* [PATCH] dm raid1: "mirror" target doesn't use all available legs on multiple failures
@ 2016-10-10 16:48 Heinz Mauelshagen
2016-10-10 20:41 ` Mike Snitzer
0 siblings, 1 reply; 3+ messages in thread
From: Heinz Mauelshagen @ 2016-10-10 16:48 UTC (permalink / raw)

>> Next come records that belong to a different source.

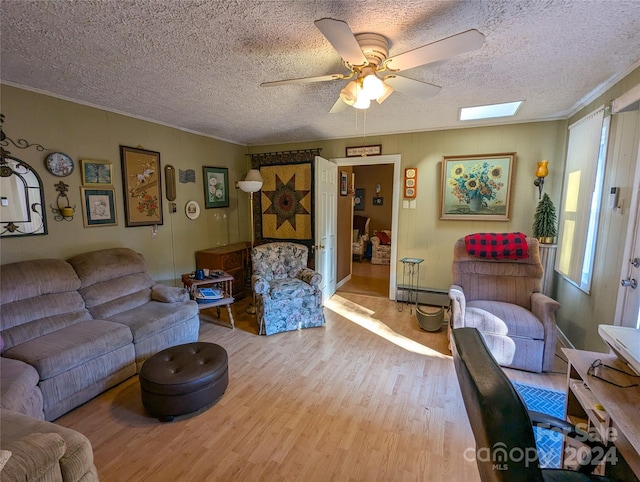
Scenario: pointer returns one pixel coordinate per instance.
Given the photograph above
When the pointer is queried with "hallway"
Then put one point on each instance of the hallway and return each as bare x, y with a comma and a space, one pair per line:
367, 279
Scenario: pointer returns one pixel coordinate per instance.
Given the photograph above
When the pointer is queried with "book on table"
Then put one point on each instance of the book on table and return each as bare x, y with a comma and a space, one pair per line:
205, 295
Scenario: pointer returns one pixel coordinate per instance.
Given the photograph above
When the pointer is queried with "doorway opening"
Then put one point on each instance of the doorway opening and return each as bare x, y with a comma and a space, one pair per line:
377, 180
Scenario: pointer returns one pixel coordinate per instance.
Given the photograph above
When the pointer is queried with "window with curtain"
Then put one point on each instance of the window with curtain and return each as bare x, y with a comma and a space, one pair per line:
582, 196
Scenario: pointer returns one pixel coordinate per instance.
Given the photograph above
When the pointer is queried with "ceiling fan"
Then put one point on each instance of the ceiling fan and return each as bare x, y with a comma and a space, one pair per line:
367, 54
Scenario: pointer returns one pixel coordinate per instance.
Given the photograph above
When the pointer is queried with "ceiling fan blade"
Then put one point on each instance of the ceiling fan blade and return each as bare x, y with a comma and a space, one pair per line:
339, 106
303, 80
340, 36
442, 49
411, 86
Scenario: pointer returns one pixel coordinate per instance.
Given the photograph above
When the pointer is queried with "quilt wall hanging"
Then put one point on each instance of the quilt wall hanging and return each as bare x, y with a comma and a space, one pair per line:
285, 211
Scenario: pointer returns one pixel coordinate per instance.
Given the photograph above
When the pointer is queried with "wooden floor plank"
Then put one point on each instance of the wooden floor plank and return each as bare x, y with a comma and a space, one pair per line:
370, 399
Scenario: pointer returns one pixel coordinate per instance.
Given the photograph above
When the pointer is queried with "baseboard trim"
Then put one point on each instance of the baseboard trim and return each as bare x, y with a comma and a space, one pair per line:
562, 338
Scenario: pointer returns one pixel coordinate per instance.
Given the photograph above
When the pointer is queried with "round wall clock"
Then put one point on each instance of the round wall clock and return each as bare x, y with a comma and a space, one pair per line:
59, 164
192, 209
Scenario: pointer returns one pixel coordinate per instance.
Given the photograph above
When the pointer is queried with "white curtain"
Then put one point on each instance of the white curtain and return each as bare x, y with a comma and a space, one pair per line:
578, 191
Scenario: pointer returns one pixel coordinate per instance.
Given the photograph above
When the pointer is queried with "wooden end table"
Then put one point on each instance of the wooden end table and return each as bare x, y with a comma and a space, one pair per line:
223, 282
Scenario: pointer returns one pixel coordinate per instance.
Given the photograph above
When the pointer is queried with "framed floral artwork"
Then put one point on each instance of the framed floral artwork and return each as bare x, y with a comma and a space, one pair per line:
477, 187
216, 187
96, 173
141, 184
98, 207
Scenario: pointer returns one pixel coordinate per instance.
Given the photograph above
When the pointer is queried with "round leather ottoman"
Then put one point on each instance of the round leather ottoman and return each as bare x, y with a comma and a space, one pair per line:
183, 378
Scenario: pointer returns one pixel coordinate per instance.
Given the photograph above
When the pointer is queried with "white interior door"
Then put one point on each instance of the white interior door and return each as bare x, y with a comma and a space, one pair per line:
326, 211
628, 309
628, 302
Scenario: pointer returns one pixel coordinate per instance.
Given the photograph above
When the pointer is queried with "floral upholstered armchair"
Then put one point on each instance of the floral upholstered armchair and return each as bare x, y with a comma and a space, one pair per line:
288, 295
360, 235
381, 247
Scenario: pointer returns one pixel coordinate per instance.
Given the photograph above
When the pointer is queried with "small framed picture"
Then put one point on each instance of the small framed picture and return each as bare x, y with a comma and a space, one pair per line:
358, 200
216, 187
98, 207
96, 173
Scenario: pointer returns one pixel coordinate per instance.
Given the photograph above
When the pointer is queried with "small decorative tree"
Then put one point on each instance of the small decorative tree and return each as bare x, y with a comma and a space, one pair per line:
544, 221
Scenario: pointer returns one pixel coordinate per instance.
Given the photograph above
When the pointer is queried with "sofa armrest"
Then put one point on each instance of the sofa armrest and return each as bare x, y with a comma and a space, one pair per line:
168, 294
260, 285
544, 309
458, 306
309, 276
35, 456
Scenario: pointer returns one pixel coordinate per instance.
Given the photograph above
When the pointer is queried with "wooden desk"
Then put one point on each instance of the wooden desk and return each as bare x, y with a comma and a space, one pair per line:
621, 416
224, 282
231, 258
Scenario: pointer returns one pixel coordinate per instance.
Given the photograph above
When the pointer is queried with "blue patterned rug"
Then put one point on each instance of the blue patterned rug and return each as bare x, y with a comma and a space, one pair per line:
551, 402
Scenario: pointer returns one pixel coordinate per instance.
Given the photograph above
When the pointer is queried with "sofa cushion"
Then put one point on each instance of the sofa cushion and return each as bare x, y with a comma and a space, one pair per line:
503, 319
289, 288
38, 297
154, 317
76, 462
113, 281
19, 388
35, 456
69, 347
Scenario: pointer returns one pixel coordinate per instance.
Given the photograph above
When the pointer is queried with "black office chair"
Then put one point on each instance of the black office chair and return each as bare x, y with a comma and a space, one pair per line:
502, 426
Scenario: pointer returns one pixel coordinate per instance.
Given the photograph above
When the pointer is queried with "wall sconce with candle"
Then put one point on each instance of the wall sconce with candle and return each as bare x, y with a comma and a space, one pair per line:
541, 173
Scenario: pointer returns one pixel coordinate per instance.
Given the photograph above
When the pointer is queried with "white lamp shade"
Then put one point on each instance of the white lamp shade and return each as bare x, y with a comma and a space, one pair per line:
349, 93
372, 86
252, 182
250, 186
363, 102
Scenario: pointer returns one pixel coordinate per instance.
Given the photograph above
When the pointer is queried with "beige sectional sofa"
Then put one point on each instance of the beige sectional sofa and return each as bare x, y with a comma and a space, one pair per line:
72, 329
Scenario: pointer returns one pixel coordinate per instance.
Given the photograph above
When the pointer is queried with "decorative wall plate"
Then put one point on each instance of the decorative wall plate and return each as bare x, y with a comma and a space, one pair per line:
59, 164
192, 209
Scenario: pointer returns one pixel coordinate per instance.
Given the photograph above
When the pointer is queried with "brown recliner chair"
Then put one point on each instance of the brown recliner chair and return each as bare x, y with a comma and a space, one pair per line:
502, 298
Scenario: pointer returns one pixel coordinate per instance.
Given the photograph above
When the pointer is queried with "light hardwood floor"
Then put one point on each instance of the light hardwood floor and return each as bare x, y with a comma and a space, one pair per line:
368, 397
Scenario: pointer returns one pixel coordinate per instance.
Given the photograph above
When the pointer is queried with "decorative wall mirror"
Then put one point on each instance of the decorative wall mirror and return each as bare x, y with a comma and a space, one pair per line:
21, 199
22, 210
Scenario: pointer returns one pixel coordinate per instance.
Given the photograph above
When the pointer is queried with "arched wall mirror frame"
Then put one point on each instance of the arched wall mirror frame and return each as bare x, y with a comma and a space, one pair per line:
22, 210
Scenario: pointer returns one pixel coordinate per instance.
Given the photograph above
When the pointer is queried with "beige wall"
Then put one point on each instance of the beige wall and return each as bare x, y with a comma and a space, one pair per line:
581, 313
88, 133
421, 233
85, 132
366, 178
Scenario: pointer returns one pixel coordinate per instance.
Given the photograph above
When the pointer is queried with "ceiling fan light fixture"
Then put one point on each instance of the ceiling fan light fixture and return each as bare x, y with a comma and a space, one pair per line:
363, 102
349, 94
372, 85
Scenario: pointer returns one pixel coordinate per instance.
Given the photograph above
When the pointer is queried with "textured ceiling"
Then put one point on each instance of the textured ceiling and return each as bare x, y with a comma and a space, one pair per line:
198, 64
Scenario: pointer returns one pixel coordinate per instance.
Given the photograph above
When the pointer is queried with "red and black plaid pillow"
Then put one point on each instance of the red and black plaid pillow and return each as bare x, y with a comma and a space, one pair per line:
497, 245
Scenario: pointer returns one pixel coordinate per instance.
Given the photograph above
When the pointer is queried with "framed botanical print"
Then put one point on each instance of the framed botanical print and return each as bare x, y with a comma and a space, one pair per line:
358, 200
216, 187
142, 186
344, 183
96, 173
477, 187
98, 206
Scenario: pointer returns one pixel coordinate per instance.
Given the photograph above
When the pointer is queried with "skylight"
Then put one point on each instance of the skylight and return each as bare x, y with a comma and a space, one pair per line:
490, 111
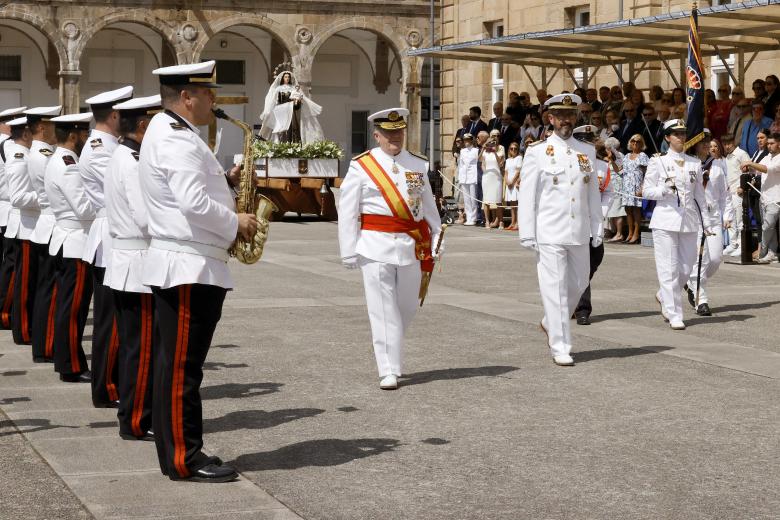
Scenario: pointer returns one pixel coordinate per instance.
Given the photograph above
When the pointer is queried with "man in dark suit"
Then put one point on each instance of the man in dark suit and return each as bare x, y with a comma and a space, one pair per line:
631, 125
476, 124
495, 121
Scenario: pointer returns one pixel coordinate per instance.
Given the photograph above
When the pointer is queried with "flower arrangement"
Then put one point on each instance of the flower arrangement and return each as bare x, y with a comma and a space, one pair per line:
315, 150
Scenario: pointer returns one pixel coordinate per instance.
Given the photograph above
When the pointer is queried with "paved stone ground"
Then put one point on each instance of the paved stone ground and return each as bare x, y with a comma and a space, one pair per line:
651, 423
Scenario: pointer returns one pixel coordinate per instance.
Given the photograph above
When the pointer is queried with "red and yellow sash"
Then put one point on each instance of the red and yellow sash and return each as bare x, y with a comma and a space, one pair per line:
402, 220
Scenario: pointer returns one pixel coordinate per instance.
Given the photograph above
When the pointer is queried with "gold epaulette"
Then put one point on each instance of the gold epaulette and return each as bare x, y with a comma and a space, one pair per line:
419, 156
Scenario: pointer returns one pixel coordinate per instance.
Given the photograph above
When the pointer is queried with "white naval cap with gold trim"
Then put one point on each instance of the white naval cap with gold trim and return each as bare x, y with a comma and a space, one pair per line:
75, 121
148, 105
203, 74
389, 119
110, 98
19, 121
11, 113
563, 102
42, 113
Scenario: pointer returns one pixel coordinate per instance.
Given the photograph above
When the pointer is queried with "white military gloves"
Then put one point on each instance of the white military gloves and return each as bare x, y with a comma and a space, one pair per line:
350, 262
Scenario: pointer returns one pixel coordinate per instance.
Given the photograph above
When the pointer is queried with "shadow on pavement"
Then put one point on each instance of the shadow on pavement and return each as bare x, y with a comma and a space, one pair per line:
29, 426
612, 353
256, 419
419, 378
239, 390
321, 452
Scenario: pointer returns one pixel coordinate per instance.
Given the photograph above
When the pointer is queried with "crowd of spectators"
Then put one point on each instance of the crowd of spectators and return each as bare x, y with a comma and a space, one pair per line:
489, 154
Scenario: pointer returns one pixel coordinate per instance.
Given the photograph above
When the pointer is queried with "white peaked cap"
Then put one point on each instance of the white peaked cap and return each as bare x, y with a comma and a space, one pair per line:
111, 97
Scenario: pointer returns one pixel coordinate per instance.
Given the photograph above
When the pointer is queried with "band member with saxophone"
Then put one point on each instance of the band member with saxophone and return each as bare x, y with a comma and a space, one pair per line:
192, 222
388, 222
133, 303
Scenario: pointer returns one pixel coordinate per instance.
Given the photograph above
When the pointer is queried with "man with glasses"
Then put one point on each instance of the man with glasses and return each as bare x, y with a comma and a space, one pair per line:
559, 210
751, 127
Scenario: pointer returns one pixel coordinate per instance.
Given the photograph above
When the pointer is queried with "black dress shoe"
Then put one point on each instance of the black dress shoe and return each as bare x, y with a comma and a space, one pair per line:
211, 474
84, 377
691, 296
583, 319
148, 436
109, 404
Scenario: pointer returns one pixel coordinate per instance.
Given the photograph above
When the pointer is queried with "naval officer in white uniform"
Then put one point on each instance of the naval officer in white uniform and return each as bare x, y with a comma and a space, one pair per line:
674, 181
385, 199
93, 162
560, 217
192, 222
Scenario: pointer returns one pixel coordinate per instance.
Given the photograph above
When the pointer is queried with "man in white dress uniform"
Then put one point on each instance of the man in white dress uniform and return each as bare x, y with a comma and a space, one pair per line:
674, 181
388, 224
192, 223
41, 151
559, 215
93, 162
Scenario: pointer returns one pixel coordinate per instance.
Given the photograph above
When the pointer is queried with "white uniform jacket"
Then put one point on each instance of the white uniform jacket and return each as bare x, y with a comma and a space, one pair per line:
359, 194
92, 165
467, 165
5, 201
675, 210
127, 220
192, 213
40, 153
559, 201
718, 206
24, 199
70, 205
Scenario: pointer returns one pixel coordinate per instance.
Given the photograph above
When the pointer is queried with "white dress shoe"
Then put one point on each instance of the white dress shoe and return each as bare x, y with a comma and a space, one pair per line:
563, 360
663, 310
388, 383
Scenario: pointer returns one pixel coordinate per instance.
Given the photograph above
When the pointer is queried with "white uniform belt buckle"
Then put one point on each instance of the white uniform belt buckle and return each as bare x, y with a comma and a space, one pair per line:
193, 248
130, 244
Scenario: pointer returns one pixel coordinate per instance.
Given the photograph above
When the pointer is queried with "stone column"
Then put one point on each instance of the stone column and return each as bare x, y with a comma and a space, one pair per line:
69, 90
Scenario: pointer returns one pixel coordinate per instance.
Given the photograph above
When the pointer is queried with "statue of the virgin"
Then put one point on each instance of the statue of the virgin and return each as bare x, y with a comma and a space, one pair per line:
289, 115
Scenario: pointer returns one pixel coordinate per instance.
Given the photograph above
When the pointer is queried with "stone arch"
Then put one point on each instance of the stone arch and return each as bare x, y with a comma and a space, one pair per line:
281, 34
140, 16
42, 25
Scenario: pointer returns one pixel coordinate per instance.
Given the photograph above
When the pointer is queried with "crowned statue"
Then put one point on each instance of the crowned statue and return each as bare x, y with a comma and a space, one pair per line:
288, 114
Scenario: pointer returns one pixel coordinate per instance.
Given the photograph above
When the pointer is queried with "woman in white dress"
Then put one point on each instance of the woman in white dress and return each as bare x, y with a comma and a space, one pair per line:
492, 159
512, 181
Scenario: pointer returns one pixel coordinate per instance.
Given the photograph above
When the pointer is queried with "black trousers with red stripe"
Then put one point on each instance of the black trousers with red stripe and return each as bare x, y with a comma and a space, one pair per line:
45, 304
25, 282
10, 251
105, 342
187, 316
74, 291
135, 322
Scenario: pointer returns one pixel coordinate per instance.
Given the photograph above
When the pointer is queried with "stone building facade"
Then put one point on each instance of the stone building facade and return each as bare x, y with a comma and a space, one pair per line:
464, 84
350, 55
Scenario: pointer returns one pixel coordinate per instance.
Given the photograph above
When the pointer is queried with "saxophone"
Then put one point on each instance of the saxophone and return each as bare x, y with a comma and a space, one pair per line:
249, 201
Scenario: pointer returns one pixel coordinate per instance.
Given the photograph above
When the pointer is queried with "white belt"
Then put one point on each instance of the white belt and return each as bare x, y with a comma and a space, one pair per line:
130, 244
193, 248
74, 224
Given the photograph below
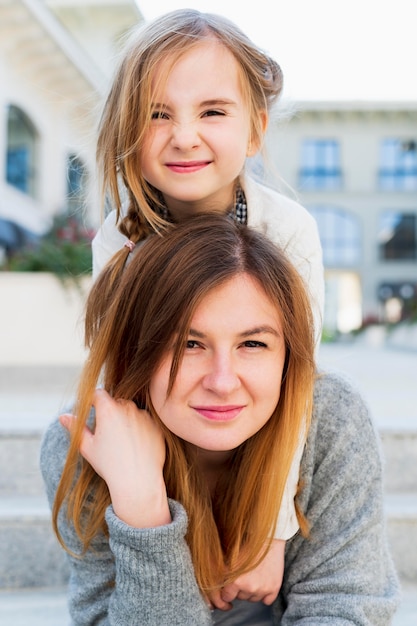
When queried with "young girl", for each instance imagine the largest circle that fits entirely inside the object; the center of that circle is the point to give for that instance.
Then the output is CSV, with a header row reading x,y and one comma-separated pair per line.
x,y
189,103
201,410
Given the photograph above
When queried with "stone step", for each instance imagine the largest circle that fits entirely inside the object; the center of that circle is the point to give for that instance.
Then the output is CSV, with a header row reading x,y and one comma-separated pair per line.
x,y
31,557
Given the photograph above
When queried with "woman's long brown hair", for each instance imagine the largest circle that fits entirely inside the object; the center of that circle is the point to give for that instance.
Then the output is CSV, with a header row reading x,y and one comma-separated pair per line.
x,y
151,307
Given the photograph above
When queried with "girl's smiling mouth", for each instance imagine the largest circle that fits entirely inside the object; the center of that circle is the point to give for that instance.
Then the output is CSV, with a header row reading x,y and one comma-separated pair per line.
x,y
219,413
187,167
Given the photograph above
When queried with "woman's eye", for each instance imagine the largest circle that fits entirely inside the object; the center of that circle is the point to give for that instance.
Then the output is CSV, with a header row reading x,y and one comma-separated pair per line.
x,y
159,115
212,113
251,343
191,343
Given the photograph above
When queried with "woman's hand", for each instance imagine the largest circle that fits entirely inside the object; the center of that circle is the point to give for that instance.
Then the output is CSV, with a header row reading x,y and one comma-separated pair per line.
x,y
261,584
127,449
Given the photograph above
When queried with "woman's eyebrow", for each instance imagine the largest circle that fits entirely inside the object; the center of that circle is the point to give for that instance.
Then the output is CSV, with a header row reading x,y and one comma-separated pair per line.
x,y
256,330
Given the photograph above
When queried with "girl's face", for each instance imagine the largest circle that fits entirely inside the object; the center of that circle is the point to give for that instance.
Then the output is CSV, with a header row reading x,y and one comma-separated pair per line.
x,y
200,132
229,380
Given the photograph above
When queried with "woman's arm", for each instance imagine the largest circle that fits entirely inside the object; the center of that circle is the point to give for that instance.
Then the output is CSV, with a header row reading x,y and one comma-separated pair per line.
x,y
137,577
343,573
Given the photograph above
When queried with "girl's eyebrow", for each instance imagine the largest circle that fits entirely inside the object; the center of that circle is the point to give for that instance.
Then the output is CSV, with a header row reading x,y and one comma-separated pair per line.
x,y
257,330
218,101
205,103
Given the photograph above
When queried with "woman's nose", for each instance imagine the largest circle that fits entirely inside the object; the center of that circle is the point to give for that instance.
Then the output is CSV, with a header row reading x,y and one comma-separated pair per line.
x,y
222,377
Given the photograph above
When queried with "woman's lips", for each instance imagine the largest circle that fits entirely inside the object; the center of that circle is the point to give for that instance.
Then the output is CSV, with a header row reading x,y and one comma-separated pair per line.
x,y
187,167
219,413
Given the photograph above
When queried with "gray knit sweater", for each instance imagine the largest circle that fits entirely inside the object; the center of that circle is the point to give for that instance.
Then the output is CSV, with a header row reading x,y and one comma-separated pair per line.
x,y
342,574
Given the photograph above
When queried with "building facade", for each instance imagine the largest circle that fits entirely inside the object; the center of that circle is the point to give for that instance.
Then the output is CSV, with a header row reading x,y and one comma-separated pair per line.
x,y
56,57
354,167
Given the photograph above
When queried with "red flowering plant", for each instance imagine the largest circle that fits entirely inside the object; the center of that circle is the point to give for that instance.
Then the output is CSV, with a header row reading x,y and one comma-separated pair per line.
x,y
65,250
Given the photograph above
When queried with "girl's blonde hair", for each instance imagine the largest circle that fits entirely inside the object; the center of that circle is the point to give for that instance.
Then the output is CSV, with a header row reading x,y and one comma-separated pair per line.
x,y
152,308
127,112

To: dm-devel; +Cc: Heinz Mauelshagen, snitzer
In case legs of a "mirror" target fail, any read will cause a new,
operational default leg to be selected and the read be resubmitted
to it. If that new default leg fails the read too, no other still
accessible legs are used to resubmit the read again thus failing
the io.
Fix by allowing the read to get resubmitted until there's no
operational legs any more.
Resolves: rhbz1383444
Signed-off-by: Heinz Mauelshagen <heinzm@redhat.com>
---
drivers/md/dm-raid1.c | 11 -----------
1 file changed, 11 deletions(-)
diff --git a/drivers/md/dm-raid1.c b/drivers/md/dm-raid1.c
index 7a6254d..dd31019 100644
--- a/drivers/md/dm-raid1.c
+++ b/drivers/md/dm-raid1.c
@@ -1266,16 +1266,6 @@ static int mirror_end_io(struct dm_target *ti, struct bio *bio, int error)
goto out;
if (unlikely(error)) {
- if (!bio_record->details.bi_bdev) {
- /*
- * There wasn't enough memory to record necessary
- * information for a retry or there was no other
- * mirror in-sync.
- */
- DMERR_LIMIT("Mirror read failed.");
- return -EIO;
- }
-
m = bio_record->m;
DMERR("Mirror read failed from %s. Trying alternative device.",
@@ -1291,7 +1281,6 @@ static int mirror_end_io(struct dm_target *ti, struct bio *bio, int error)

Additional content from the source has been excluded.